Laissant de côté la recherche du cadre parfait au profit d’une utilisation constante de caméra à l’épaule renforçant l’immersion et le focus sur les protagonistes, La Loi du Marché est un film intelligent dans son écriture puisqu’il observe, mais ne juge à aucun moment que ce soit les personnages ou la société elle-même. Débutant dans un bureau de chez Pole Emploi, le film va enchaîner les tableaux avec comme seul point d’accord Thierry, le personnage principal. Doté simplement d’un prénom et n’ayant pas de nom de famille prédéfini, permettant plus aisément l’identification entre lui et le spectateur, cet antihéros va être confronté à la société, ainsi qu’à ceux qui font vivre cette société. Demandeurs d’emplois ou employés, chacun vit sa vie sans se soucier de la vie des autres. Par le biais d’une mise en scène soignée et d’une utilisation harmonieuse de longs silences qui coïncident avec des mises au point sur le protagoniste, le film met en évidence l’humanisme de Thierry et son incompréhension de la société dans laquelle il évolue. Les silences valent mieux que de longues paroles dans ce film et grâce au jeu sensible et humain de Vincent Lindon, également doté d’une répartie immédiate qui nourrie et enrichie le propos, le réalisateur peut s’appuyer sur lui pour faire passer des émotions et offrir au film une tout autre dimension. Une dimension émotionnelle, car même si le personnage reste impassible et ne cherche pas à réagir avec violence, des regards fuyants et silences en disent long sur ses ressentiments vis-à-vis de ce qu’il voit et est contraint de faire pour pouvoir gagner sa vie et survivre.

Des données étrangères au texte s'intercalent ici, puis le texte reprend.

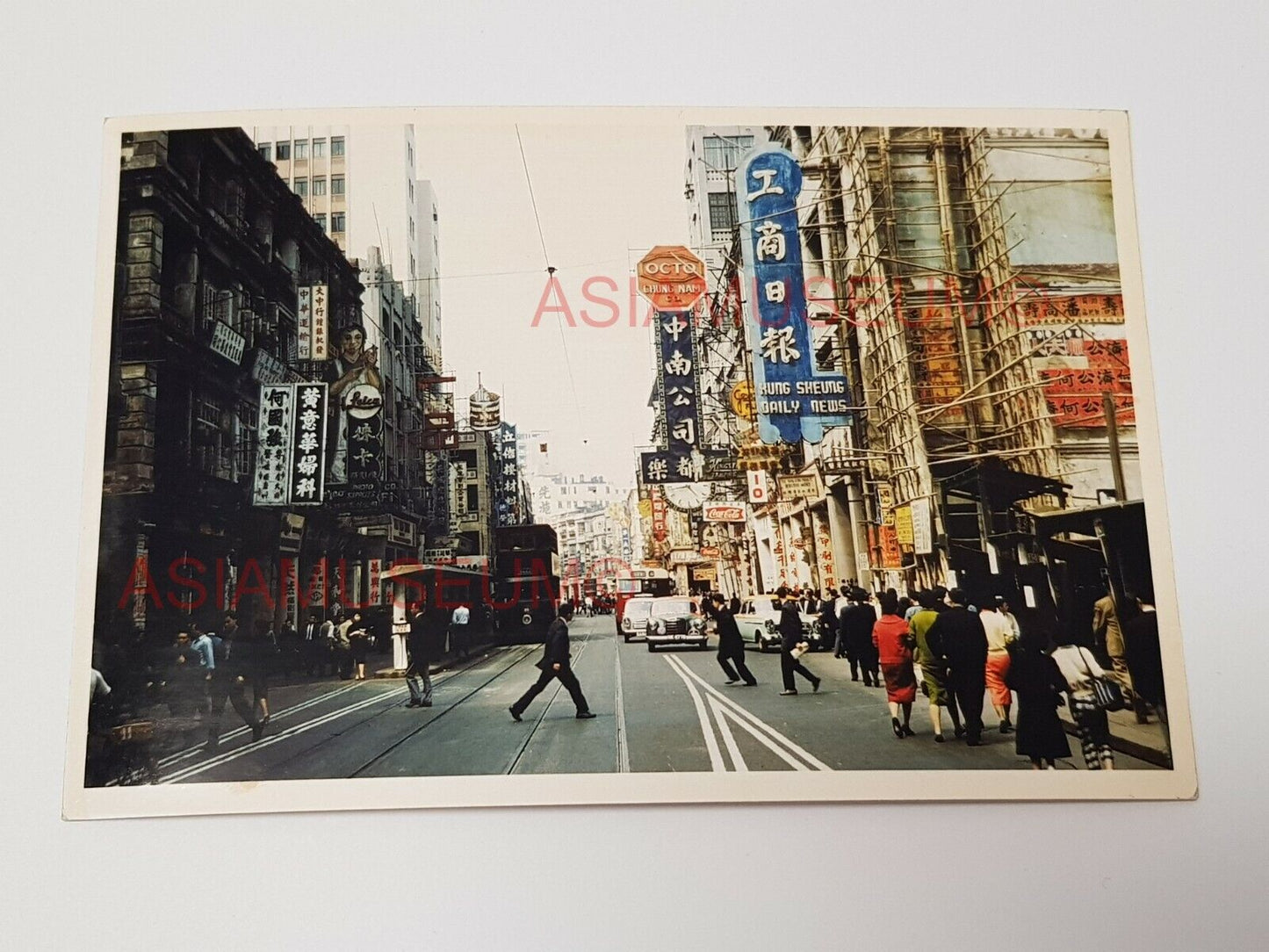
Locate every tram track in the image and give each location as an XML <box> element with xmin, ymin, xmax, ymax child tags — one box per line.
<box><xmin>502</xmin><ymin>635</ymin><xmax>594</xmax><ymax>775</ymax></box>
<box><xmin>347</xmin><ymin>645</ymin><xmax>540</xmax><ymax>779</ymax></box>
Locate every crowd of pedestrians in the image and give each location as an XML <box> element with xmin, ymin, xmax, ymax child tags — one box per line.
<box><xmin>705</xmin><ymin>584</ymin><xmax>1167</xmax><ymax>769</ymax></box>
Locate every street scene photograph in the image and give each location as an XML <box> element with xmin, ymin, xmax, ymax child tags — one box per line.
<box><xmin>66</xmin><ymin>109</ymin><xmax>1193</xmax><ymax>812</ymax></box>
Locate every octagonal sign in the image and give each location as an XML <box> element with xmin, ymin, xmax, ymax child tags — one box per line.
<box><xmin>638</xmin><ymin>245</ymin><xmax>705</xmax><ymax>311</ymax></box>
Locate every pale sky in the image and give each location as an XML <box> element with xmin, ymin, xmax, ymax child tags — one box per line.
<box><xmin>415</xmin><ymin>119</ymin><xmax>690</xmax><ymax>485</ymax></box>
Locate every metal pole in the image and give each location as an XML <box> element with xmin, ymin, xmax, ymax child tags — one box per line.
<box><xmin>1101</xmin><ymin>391</ymin><xmax>1127</xmax><ymax>502</ymax></box>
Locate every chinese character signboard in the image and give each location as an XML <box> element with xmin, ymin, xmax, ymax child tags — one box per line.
<box><xmin>212</xmin><ymin>321</ymin><xmax>246</xmax><ymax>363</ymax></box>
<box><xmin>312</xmin><ymin>285</ymin><xmax>330</xmax><ymax>360</ymax></box>
<box><xmin>296</xmin><ymin>287</ymin><xmax>314</xmax><ymax>360</ymax></box>
<box><xmin>736</xmin><ymin>146</ymin><xmax>849</xmax><ymax>443</ymax></box>
<box><xmin>344</xmin><ymin>383</ymin><xmax>383</xmax><ymax>482</ymax></box>
<box><xmin>251</xmin><ymin>383</ymin><xmax>326</xmax><ymax>507</ymax></box>
<box><xmin>494</xmin><ymin>422</ymin><xmax>523</xmax><ymax>525</ymax></box>
<box><xmin>638</xmin><ymin>245</ymin><xmax>704</xmax><ymax>484</ymax></box>
<box><xmin>909</xmin><ymin>496</ymin><xmax>934</xmax><ymax>555</ymax></box>
<box><xmin>251</xmin><ymin>383</ymin><xmax>296</xmax><ymax>505</ymax></box>
<box><xmin>1039</xmin><ymin>340</ymin><xmax>1136</xmax><ymax>428</ymax></box>
<box><xmin>296</xmin><ymin>285</ymin><xmax>330</xmax><ymax>360</ymax></box>
<box><xmin>289</xmin><ymin>383</ymin><xmax>326</xmax><ymax>505</ymax></box>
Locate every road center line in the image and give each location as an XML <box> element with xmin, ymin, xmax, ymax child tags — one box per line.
<box><xmin>710</xmin><ymin>695</ymin><xmax>811</xmax><ymax>770</ymax></box>
<box><xmin>710</xmin><ymin>696</ymin><xmax>749</xmax><ymax>773</ymax></box>
<box><xmin>613</xmin><ymin>638</ymin><xmax>631</xmax><ymax>773</ymax></box>
<box><xmin>662</xmin><ymin>655</ymin><xmax>727</xmax><ymax>773</ymax></box>
<box><xmin>664</xmin><ymin>655</ymin><xmax>833</xmax><ymax>770</ymax></box>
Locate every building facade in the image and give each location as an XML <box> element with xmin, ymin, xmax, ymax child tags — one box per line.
<box><xmin>249</xmin><ymin>125</ymin><xmax>442</xmax><ymax>353</ymax></box>
<box><xmin>97</xmin><ymin>129</ymin><xmax>367</xmax><ymax>641</ymax></box>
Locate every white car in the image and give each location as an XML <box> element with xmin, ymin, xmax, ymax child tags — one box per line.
<box><xmin>736</xmin><ymin>595</ymin><xmax>819</xmax><ymax>651</ymax></box>
<box><xmin>644</xmin><ymin>595</ymin><xmax>710</xmax><ymax>651</ymax></box>
<box><xmin>618</xmin><ymin>595</ymin><xmax>653</xmax><ymax>641</ymax></box>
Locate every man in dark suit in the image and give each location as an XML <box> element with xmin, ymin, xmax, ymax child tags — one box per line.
<box><xmin>841</xmin><ymin>588</ymin><xmax>881</xmax><ymax>688</ymax></box>
<box><xmin>508</xmin><ymin>602</ymin><xmax>595</xmax><ymax>721</ymax></box>
<box><xmin>775</xmin><ymin>585</ymin><xmax>819</xmax><ymax>696</ymax></box>
<box><xmin>927</xmin><ymin>588</ymin><xmax>987</xmax><ymax>747</ymax></box>
<box><xmin>712</xmin><ymin>592</ymin><xmax>758</xmax><ymax>688</ymax></box>
<box><xmin>405</xmin><ymin>602</ymin><xmax>440</xmax><ymax>707</ymax></box>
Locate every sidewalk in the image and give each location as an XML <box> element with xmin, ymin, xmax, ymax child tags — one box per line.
<box><xmin>1057</xmin><ymin>707</ymin><xmax>1172</xmax><ymax>769</ymax></box>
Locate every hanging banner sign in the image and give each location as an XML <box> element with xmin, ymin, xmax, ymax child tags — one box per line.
<box><xmin>778</xmin><ymin>473</ymin><xmax>824</xmax><ymax>500</ymax></box>
<box><xmin>701</xmin><ymin>502</ymin><xmax>745</xmax><ymax>522</ymax></box>
<box><xmin>251</xmin><ymin>348</ymin><xmax>287</xmax><ymax>383</ymax></box>
<box><xmin>312</xmin><ymin>285</ymin><xmax>330</xmax><ymax>360</ymax></box>
<box><xmin>344</xmin><ymin>383</ymin><xmax>383</xmax><ymax>482</ymax></box>
<box><xmin>895</xmin><ymin>505</ymin><xmax>912</xmax><ymax>548</ymax></box>
<box><xmin>909</xmin><ymin>499</ymin><xmax>934</xmax><ymax>555</ymax></box>
<box><xmin>211</xmin><ymin>321</ymin><xmax>246</xmax><ymax>363</ymax></box>
<box><xmin>251</xmin><ymin>383</ymin><xmax>296</xmax><ymax>505</ymax></box>
<box><xmin>745</xmin><ymin>470</ymin><xmax>772</xmax><ymax>502</ymax></box>
<box><xmin>736</xmin><ymin>146</ymin><xmax>850</xmax><ymax>443</ymax></box>
<box><xmin>291</xmin><ymin>383</ymin><xmax>326</xmax><ymax>505</ymax></box>
<box><xmin>639</xmin><ymin>301</ymin><xmax>704</xmax><ymax>484</ymax></box>
<box><xmin>296</xmin><ymin>287</ymin><xmax>314</xmax><ymax>360</ymax></box>
<box><xmin>251</xmin><ymin>383</ymin><xmax>326</xmax><ymax>507</ymax></box>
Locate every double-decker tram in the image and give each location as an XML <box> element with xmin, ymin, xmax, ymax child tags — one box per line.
<box><xmin>490</xmin><ymin>525</ymin><xmax>559</xmax><ymax>642</ymax></box>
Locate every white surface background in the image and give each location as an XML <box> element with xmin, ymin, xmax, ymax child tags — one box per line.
<box><xmin>0</xmin><ymin>1</ymin><xmax>1269</xmax><ymax>949</ymax></box>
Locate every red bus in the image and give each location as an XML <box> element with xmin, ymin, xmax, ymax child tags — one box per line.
<box><xmin>613</xmin><ymin>569</ymin><xmax>674</xmax><ymax>635</ymax></box>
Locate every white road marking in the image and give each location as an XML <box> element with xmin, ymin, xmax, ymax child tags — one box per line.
<box><xmin>662</xmin><ymin>655</ymin><xmax>727</xmax><ymax>773</ymax></box>
<box><xmin>159</xmin><ymin>688</ymin><xmax>406</xmax><ymax>783</ymax></box>
<box><xmin>662</xmin><ymin>655</ymin><xmax>833</xmax><ymax>770</ymax></box>
<box><xmin>613</xmin><ymin>639</ymin><xmax>631</xmax><ymax>773</ymax></box>
<box><xmin>710</xmin><ymin>695</ymin><xmax>811</xmax><ymax>770</ymax></box>
<box><xmin>710</xmin><ymin>698</ymin><xmax>749</xmax><ymax>773</ymax></box>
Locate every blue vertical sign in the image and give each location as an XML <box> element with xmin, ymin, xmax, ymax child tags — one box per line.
<box><xmin>736</xmin><ymin>145</ymin><xmax>849</xmax><ymax>443</ymax></box>
<box><xmin>641</xmin><ymin>311</ymin><xmax>702</xmax><ymax>482</ymax></box>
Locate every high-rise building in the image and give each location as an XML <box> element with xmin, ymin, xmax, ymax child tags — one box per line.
<box><xmin>248</xmin><ymin>125</ymin><xmax>440</xmax><ymax>351</ymax></box>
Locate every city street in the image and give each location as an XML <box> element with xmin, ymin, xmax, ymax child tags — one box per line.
<box><xmin>153</xmin><ymin>616</ymin><xmax>1150</xmax><ymax>783</ymax></box>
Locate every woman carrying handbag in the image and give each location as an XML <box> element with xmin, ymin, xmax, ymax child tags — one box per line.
<box><xmin>1052</xmin><ymin>645</ymin><xmax>1114</xmax><ymax>770</ymax></box>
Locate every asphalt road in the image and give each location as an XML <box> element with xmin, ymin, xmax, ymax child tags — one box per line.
<box><xmin>160</xmin><ymin>616</ymin><xmax>1152</xmax><ymax>783</ymax></box>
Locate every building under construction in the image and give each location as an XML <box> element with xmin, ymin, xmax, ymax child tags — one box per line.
<box><xmin>715</xmin><ymin>126</ymin><xmax>1150</xmax><ymax>634</ymax></box>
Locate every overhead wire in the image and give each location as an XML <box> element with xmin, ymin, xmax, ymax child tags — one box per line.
<box><xmin>516</xmin><ymin>123</ymin><xmax>590</xmax><ymax>444</ymax></box>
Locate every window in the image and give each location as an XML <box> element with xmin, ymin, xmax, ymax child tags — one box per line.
<box><xmin>705</xmin><ymin>136</ymin><xmax>753</xmax><ymax>171</ymax></box>
<box><xmin>710</xmin><ymin>191</ymin><xmax>736</xmax><ymax>231</ymax></box>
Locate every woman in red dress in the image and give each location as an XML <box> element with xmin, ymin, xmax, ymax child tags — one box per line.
<box><xmin>873</xmin><ymin>589</ymin><xmax>916</xmax><ymax>740</ymax></box>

À mi-chemin entre le documentaire et la fiction, La Loi du Marché emprunte au premier son regard sur le monde, ainsi que son aspect visuel recherchant avant tout le réalisme et au second, sa mise en scène travaillée. Faisant écho à la vie de chacun, le long-métrage parle à beaucoup et réussi à outrepasser son aspect visuel totalement délaissé au profit de messages justes et objectifs sur notre société et l’homme tel qu’il est vraiment. La société est à l’image de l’homme, nombriliste et cherchant avant tout sa propre survie. Une plongée dans notre société auprès d’un homme qui croit la connaître, avec lequel on va vivre des moments de joie, comme des moments de doute. Une plongée humaine et objective sur notre monde qui n’est pas si beau que ça, mais qui n’est pas encore totalement mort. Comme nous le porte à croire Thierry, interprété avec brio par un Vincent Lindon qui se donne corps et âme et fait vivre le personnage comme rarement un acteur ne le fait.